Lisa Young, a University of Calgary political science professor, said these are big numbers.
“We don’t have the final numbers yet and we won’t until the end of March when we know how much the UCP raised through its constituency associations. The NDP doesn’t raise money that way, so we know their final number.”
Young said Albertans should not equate fundraising capacity with popularity of a party.
“But I think that what we can say here is that we’re gearing up for, I think, one of the most competitive elections that we’ve seen in Alberta in decades, and both parties have put quite a lot of attention onto fundraising and they’ve been quite successful in getting donations in this year leading up to the election.”
The next provincial general election is scheduled for May 29, 2023.
“Neither of these parties is going to have trouble spending the maximum allowed amount of money, and in fact, they’re likely to be spending quite a lot before the election even is called because they’re going to want to get their message out to voters, especially in Calgary, in the month leading up to the election,” Young said.
She also pointed out that the Chief Electoral Officer announced Wednesday that the spending limit for the election will be $3.2 million.
“Both of these parties have told us that they’ve been able to raise basically that amount in the fourth quarter before the year of the election. And so that tells you just how much money the parties are going to have to spend on advertising.”
“We’re very encouraged and deeply grateful to the many Albertans, the growing number of Albertans, who are choosing to contribute to our campaign,” NDP Leader Rachel Notley said at an unrelated news conference on Wednesday.

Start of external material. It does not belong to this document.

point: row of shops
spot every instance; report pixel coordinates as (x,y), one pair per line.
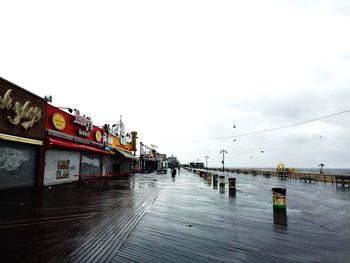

“What we’re hearing from them is they are desperate to see a return to stable, competent, caring government. They are deeply concerned about what things could look like if we get four more years of the same of what we have right now, which has been very chaotic and inward-looking and conflict-focused.”
Notley said that the NDP has also seen its volunteer base growing.
“We’re really grateful for that,” she said.
“We’ll keep doing what we’re doing and offering to Albertans a vision of a modern, positive future.”
In response to Global News’ request for comment, the UCP pointed to a news release sent earlier in January, which said 2022 was a record-breaking year for the party.
“Tens of thousands of Albertans stepped up and chipped in over $10.8 million in 2022 and helped secure a record annual total for our party, candidates and constituency associations,” the UCP said in a news release.
A UCP spokesperson explained that the quarterly reports from Elections Alberta only include money raised through the central party. They do not include money raised through membership sales or by constituency associations and candidates. The UCP has 87 local associations who are helping raise funds on top of what the party raises centrally.
“While we’re still adding up final numbers for our annual return to Elections Alberta, we expect to report nearly $7 million in donation and membership revenue for our party and constituency associations, and over $3.8 million from our leadership candidates,” the January UCP news release said.
Young said there have been times in recent years when the NDP has outperformed the Conservatives in fundraising.
“And so, what Danielle Smith is now able to say is that she’s closed that gap between the two parties in the fourth quarter.
“We don’t have the whole story,” Young added. “It’s too soon to look closely at the numbers and talk about trends.”